Voilà une expérience qui m’a rappelé l’importance de faire attention à ce qui se trame dans nos pensées. Tout part des pensées. Ça peut parfois être tellement insidieux. La manière dont nous pensons va affecter notre façon d’agir. Et notre façon d’agir va montrer ce dans quoi nous mettons foi. Durant tous ces mois, je ne cessais de regarder mes dents pour voir si j’en voyais une sortir, je me renseignais sur internet pour connaître les symptômes d’une poussée de dents de sagesse. Mes actions démontraient ce dans quoi j’avais mis foi : les pensées mensongères de Satan qui tournaient autour de moi et de la peur.


Le diable agit d’abord dans nos pensées. “Il rôde, comme un lion rugissant, cherchant qui il dévorera. Résistez-lui avec une foi ferme (...)” dit la Bible (1 Pierre 5:8-9).

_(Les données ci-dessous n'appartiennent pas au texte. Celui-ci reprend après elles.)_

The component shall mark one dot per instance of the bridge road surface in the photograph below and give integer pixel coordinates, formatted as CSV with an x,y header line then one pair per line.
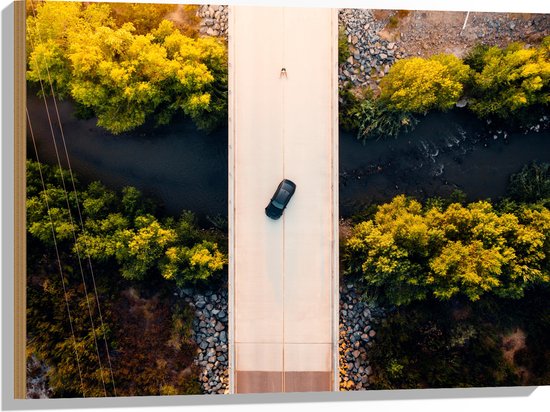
x,y
283,274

Voilà pourquoi il faut veiller à ce qu’il se passe dans nos pensées, se nourrir de la pensée de Dieu et ne pas accepter le moindre doute. Déjà dans le jardin d’Eden, Satan soufflait à Eve : “Dieu a-t-il réellement dit…?” Il fait la même chose aujourd’hui avec la maladie et toutes sortes de choses pour que nous mettions en doute la parole de Dieu.

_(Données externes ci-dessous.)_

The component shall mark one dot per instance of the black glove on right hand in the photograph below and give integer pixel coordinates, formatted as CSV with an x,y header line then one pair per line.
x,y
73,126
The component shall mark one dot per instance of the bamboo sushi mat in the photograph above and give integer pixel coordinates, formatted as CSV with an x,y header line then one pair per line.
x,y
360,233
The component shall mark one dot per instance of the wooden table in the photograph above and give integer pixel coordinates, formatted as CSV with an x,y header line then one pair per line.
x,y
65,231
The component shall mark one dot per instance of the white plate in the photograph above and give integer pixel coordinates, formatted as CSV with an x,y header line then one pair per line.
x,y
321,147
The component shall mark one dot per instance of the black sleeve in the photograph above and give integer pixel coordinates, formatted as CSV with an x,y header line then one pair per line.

La Bible dit que “la foi vient de ce qu’on entend et ce qu’on entend vient de la parole de Christ” (Romains 10.17). Ce sont les seules pensées que nous devons écouter : celles de Christ, qui nous assurent la victoire. Rappelons-nous que nous sommes dans un combat gagné d’avance. Nous ne combattons pas d’égal à égal avec Satan, il a été vaincu à la croix, mis sous les pieds de Jésus, et pas conséquent, sous les nôtres aussi, si nous sommes nés de nouveau.

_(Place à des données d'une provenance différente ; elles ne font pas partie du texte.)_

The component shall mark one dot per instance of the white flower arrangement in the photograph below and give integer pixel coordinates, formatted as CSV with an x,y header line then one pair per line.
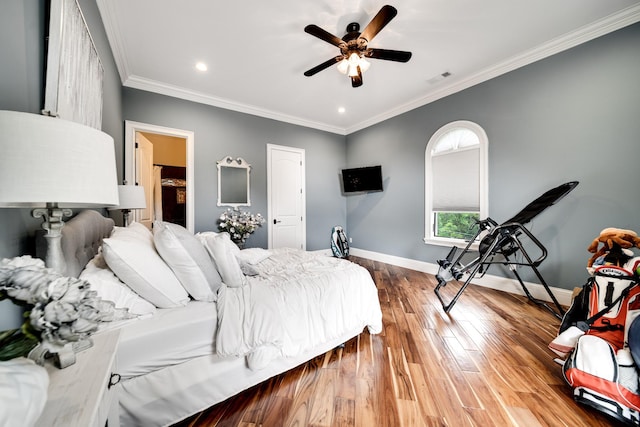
x,y
63,310
239,224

Toi qui es né(e) de nouveau (repenti, baptisé d’eau et du Saint-Esprit), la maladie, qu’elle soit physique ou psychologique, n’a pas de place dans ta vie. Jésus l’a vaincue à la croix pour que tu en sois libre. La seule autorité que la maladie peut avoir sur toi, c’est celle que tu lui laisses. Si tu es né(e) de nouveau, tu as reçu l’autorité de Jésus-Christ pour refuser la maladie dans ton corps. Tu dois parler à cette maladie ou à ses symptômes et leur ordonner de partir. Tu es une nouvelle créature, les choses anciennes sont passées, toutes choses sont devenues nouvelles (2 Corinthiens 5:17). Par les meurtrissures de Jésus, tu as été guéri(e) (Esaïe 53:5). Ton ancienne vie a été enterrée dans les eaux du baptême (Romains 6:4).


Toi qui ne connais pas encore Jésus, sache qu’il y a une pleine liberté en lui. Une liberté pour ton corps et pour tes pensées. Si tu as peur de la maladie, il est celui qui peut t’en délivrer totalement. Parce qu’en lui, il y a l’assurance, la certitude, que la maladie est vaincue. En Jésus-Christ, nous avons la certitude d’être guéris, de marcher en étant en pleine santé, sans craindre ni redouter la maladie.